Carl Icahn, who joined the Yahoo! (NASDAQ:YHOO) board on August 6.2008 after a long proxy fight with the company, is leaving. The portal company had rejected Microsoft’s (NASDAQ:MSFT) search and restructuring proposal the month before Icahn’s addition to the portal company’s board. The Microsoft negotiation was the end of a long series of events which began when the world’s largest software company made a bid to buy Yahoo! for $44.6 billion.
Icahn never really got his way as a board member. There was not follow-on offer from Microsoft to buy Yahoo! and the company’s shares traded below $13 for a number of months after the conversations between the two firms broke off.

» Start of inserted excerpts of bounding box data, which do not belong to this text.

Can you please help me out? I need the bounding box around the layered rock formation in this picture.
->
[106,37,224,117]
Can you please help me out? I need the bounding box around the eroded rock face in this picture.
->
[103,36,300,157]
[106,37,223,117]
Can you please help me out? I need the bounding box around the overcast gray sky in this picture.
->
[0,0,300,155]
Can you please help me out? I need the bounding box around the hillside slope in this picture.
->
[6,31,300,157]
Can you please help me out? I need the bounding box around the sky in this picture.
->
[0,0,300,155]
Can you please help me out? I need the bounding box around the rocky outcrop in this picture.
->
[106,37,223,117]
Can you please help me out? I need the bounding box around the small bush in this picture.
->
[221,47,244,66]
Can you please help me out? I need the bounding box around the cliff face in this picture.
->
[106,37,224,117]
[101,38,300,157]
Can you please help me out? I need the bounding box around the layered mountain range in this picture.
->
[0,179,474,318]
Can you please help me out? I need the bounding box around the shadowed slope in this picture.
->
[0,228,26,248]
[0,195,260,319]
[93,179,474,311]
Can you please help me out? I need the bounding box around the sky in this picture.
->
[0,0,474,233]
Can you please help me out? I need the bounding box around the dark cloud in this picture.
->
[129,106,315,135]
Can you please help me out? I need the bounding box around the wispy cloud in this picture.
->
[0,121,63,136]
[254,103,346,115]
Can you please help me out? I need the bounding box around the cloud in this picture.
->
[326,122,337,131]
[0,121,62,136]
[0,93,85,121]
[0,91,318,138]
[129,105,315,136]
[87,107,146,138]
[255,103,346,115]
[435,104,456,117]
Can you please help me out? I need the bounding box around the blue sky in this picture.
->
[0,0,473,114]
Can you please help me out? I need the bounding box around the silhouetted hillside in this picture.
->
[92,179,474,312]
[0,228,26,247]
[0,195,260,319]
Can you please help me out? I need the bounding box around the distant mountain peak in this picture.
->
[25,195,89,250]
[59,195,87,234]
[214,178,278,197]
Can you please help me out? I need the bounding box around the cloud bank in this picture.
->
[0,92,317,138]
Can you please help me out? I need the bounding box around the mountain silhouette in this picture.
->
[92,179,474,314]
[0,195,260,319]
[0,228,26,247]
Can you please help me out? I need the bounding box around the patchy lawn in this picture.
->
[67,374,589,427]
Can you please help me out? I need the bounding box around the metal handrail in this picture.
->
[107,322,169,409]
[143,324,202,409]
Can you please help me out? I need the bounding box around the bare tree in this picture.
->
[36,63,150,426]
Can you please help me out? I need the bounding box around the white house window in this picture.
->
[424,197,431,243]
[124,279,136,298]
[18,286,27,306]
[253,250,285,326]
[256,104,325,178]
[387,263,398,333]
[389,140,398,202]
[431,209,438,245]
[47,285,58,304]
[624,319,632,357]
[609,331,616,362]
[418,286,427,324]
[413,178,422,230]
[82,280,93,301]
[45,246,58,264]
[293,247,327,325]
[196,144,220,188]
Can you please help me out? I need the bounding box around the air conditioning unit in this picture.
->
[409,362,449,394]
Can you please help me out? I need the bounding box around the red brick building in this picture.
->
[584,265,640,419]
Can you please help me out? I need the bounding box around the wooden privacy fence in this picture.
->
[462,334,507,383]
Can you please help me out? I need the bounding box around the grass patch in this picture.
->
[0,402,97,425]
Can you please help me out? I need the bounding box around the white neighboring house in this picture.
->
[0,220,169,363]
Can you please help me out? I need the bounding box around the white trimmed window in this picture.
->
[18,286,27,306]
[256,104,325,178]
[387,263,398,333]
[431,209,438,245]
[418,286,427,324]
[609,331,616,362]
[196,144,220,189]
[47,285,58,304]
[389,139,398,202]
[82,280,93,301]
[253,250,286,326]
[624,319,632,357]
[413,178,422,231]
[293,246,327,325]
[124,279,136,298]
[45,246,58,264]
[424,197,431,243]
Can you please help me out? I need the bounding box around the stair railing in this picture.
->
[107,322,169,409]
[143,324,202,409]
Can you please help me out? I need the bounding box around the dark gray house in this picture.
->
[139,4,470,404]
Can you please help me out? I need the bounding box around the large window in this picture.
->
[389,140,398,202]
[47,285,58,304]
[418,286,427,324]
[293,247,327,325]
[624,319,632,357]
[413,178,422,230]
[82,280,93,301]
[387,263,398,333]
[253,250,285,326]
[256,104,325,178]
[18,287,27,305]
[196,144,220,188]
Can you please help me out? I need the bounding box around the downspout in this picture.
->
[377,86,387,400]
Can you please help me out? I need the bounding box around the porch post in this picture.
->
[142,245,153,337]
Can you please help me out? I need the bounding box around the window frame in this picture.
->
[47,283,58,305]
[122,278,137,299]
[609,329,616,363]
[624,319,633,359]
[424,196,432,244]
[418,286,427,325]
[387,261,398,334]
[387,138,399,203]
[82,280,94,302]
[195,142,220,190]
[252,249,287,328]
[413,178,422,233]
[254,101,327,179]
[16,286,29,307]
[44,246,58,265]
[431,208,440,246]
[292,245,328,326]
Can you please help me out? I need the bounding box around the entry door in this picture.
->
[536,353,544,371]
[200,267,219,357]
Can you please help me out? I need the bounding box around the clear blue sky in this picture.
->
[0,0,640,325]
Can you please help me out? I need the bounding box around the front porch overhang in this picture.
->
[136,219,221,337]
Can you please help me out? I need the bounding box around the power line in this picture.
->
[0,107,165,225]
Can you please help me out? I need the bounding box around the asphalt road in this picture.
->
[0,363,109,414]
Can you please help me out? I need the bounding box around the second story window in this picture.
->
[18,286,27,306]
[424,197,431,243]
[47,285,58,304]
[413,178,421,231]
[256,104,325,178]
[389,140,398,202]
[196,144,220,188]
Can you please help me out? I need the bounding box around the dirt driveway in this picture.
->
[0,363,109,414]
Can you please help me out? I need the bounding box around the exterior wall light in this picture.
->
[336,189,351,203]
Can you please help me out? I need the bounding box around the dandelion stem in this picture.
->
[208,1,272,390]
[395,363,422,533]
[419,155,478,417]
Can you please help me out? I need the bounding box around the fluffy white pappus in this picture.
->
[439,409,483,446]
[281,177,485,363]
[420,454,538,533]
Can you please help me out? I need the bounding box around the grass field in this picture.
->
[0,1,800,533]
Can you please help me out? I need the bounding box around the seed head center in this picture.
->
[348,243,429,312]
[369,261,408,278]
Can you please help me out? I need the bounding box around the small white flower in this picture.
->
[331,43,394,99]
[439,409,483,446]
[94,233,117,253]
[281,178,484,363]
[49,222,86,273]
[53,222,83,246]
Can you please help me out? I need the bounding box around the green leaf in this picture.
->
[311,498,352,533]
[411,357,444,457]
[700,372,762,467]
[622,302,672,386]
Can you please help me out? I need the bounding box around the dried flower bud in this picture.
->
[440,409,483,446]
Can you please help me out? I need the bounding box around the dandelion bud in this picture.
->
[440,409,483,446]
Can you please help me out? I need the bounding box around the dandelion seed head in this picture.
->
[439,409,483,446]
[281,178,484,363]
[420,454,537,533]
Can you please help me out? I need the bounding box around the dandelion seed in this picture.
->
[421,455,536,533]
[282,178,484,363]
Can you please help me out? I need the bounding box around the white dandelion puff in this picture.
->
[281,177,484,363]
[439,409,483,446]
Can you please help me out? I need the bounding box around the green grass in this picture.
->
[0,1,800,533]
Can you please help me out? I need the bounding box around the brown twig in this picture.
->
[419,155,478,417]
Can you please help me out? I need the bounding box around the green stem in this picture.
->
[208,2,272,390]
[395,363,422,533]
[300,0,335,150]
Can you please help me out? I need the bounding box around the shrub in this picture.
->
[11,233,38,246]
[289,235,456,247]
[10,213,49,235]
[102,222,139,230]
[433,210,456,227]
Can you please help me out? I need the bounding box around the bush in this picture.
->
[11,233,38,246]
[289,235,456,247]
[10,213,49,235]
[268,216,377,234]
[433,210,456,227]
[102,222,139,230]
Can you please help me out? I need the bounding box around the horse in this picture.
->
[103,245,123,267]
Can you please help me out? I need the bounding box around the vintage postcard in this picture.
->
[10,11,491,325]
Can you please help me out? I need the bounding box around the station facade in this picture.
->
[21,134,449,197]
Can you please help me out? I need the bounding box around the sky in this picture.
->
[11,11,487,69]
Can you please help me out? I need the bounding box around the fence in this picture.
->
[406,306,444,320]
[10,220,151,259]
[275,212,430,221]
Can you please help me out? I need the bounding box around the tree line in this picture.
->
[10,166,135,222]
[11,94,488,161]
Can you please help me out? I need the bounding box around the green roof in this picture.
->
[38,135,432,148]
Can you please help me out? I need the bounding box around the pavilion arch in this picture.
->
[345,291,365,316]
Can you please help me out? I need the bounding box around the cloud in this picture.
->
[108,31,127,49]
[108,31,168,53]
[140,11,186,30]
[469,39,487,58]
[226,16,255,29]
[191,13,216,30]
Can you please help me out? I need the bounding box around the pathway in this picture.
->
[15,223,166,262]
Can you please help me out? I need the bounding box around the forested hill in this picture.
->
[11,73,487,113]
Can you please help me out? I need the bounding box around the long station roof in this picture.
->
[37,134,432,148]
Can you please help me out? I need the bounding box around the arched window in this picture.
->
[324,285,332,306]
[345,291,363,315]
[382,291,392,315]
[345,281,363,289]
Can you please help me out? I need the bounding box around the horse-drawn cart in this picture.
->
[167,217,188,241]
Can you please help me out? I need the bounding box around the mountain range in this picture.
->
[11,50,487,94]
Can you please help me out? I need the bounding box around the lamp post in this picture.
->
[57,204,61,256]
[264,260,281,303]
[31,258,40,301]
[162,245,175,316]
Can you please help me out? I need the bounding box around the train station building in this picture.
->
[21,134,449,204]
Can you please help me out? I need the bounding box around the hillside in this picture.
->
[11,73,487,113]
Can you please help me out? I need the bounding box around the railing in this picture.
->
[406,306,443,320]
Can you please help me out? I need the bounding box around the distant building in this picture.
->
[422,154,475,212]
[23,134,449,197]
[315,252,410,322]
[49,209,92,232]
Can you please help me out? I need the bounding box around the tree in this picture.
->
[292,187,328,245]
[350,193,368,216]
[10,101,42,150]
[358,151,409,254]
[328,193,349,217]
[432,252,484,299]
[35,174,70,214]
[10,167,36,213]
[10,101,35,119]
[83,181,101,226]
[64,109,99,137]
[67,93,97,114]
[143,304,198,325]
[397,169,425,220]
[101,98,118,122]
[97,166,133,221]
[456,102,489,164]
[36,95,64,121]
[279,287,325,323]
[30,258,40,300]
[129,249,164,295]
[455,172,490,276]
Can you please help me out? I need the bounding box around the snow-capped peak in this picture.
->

Carol Bartz became Yahoo!’s CEO in January of this year because the company’s board hoped that outside blood would reinvigorate the firm. Bartz cut several hundred employees, but earnings stayed weak. After much rumored but confidential talks, Yahoo! and Microsoft formed a joint search engine venture on July 29.
The venture will take over a year to integrate according to the companies, but should add tens of millions of dollars to Yahoo!’s bottom line.
Yahoo! announced earnings earlier this week and they were good enough to drive the stock over $17.
In a statement about his departure, Icahn said “there was not a need at this time for an activist investor”. In reality, he simply did not get what he wanted.